Bayangkan: sebuah gerakan di mana ilmu pengetahuan yang lahir di kampus tidak berhenti di ruang kuliah, tetapi langsung mengalir ke pasar-pasar, bengkel kecil, dan warung-warung di pelosok negeri.
AI yang Membumi
Ada anggapan bahwa AI adalah sesuatu yang rumit, mahal, dan hanya untuk korporasi besar. Padahal, banyak alat AI gratis dan mudah digunakan:
- ChatGPT/Gemini untuk menulis konten pemasaran atau menjawab pelanggan.
- Canva AI untuk desain grafis profesional.
- Spreadsheet berbasis AI untuk mencatat keuangan sederhana.
Itulah wajah AI yang membumi. Teknologi yang dulu terasa jauh kini bisa ada di genggaman, bahkan di warung kopi pinggir jalan.
Sebuah Jembatan Masa Depan
Lebih jauh lagi, kami membangun platform SOCENTIX — ruang digital berbasis Web 3.0 dan AI, tempat mahasiswa dan UMKM bisa terus berkolaborasi setelah webinar selesai. Di sana, mereka terhubung, belajar, dan tumbuh bersama.

Model ini sudah terbukti berhasil di banyak negara. Malaysia, misalnya, telah mengintegrasikan pendampingan UMKM dalam kurikulum universitas. Dan kini, kita bisa membuat versi Indonesia yang lebih kuat, lebih inklusif, lebih sesuai dengan kebutuhan masyarakat kita sendiri.
Indonesia di Panggung Dunia
Namun, visi ini tidak berhenti di dalam negeri. Kami ingin mahasiswa Indonesia bertukar pikiran dengan dunia, membangun jejaring internasional, dan membawa pulang ilmu baru untuk memperkuat UMKM lokal.
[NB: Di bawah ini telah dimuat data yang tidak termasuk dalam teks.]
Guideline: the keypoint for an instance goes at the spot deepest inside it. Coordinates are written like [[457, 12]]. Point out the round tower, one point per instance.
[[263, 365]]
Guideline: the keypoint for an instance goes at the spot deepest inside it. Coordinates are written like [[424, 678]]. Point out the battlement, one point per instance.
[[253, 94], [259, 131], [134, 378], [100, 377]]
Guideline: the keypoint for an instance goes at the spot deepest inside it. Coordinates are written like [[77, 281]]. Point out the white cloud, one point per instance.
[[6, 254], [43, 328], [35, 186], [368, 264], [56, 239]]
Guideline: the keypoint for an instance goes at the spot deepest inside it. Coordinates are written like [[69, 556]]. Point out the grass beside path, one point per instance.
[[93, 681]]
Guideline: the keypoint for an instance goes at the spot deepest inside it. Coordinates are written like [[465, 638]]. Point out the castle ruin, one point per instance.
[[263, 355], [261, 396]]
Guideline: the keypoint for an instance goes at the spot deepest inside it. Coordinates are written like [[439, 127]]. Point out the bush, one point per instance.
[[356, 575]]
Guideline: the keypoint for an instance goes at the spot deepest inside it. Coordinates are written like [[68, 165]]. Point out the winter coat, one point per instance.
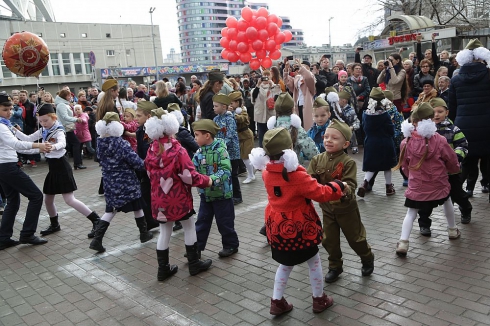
[[290, 217], [469, 100], [172, 175], [430, 182], [379, 147], [65, 114], [307, 88], [81, 129], [119, 162]]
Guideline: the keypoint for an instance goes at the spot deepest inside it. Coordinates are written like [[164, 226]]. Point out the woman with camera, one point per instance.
[[394, 77]]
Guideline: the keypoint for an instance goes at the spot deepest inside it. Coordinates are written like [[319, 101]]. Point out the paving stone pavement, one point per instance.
[[440, 282]]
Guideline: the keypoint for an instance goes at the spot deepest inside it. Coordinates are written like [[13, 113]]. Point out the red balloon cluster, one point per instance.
[[255, 38]]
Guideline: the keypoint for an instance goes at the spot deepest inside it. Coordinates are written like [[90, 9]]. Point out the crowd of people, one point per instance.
[[424, 115]]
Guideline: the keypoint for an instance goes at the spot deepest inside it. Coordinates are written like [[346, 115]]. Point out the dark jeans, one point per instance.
[[235, 165], [458, 196], [261, 130], [73, 145], [15, 182], [224, 211]]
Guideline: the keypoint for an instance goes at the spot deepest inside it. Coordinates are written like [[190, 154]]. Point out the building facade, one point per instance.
[[200, 24]]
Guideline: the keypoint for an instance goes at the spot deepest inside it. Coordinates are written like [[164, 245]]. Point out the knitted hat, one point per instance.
[[108, 84], [276, 140], [319, 102], [377, 94], [284, 104], [437, 101], [222, 99], [422, 112], [215, 76], [44, 109], [235, 96], [206, 125], [342, 127], [389, 95], [345, 95]]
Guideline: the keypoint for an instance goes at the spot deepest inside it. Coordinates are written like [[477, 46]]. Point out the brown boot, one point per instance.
[[390, 190], [322, 303], [361, 192], [278, 307]]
Jika universitas-universitas kita sudah mampu mengirim mahasiswa ke kampus-kampus dunia, maka mengapa tidak kita jadikan AI for Good sebagai gerakan global? Sebuah jembatan yang menghubungkan desa kecil di Jawa Barat dengan laboratorium teknologi di Eropa.
Menggenggam Masa Depan Bersama
Pada akhirnya, AI for Good bukan hanya soal teknologi. Ia adalah soal peradaban. Soal bagaimana kita memilih untuk tidak meninggalkan siapa pun di belakang.
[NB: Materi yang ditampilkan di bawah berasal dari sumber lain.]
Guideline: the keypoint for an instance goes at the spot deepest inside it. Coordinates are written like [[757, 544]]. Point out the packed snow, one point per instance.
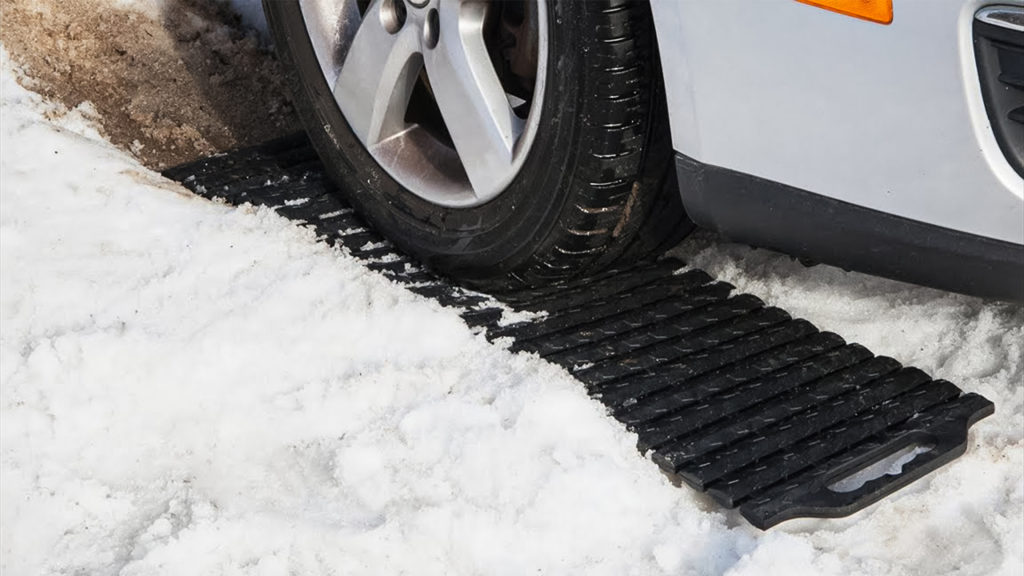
[[188, 387]]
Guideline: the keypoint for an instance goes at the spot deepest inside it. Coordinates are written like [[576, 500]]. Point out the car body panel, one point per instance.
[[886, 117]]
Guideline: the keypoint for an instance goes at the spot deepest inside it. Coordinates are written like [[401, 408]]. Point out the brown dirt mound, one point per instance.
[[183, 82]]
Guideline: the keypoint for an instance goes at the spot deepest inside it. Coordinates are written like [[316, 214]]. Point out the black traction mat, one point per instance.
[[762, 411]]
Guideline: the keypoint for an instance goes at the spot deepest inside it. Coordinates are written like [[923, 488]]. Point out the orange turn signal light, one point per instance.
[[873, 10]]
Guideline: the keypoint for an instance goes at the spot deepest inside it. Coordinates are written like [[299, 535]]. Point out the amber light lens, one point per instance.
[[875, 10]]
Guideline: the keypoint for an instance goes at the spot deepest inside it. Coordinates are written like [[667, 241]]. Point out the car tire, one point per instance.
[[596, 187]]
Sejarah tidak ditulis oleh mereka yang ragu-ragu. Ia ditulis oleh mereka yang berani bermimpi, lalu bekerja bersama untuk mewujudkannya.
Hari ini, kita punya kesempatan untuk menulis bab baru: sebuah Indonesia di mana mahasiswa, UMKM, dan kecerdasan buatan berjalan beriringan. Sebuah negeri yang tidak takut pada masa depan, karena ia tahu masa depan itu bisa dibangun bersama.
Dan saya percaya, jika kita melangkah bersama, maka UMKM Indonesia tidak hanya akan naik kelas. Mereka akan menjadi lokomotif yang membawa kita semua menuju sebuah bangsa yang lebih adil, sejahtera, dan berdaya saing di dunia.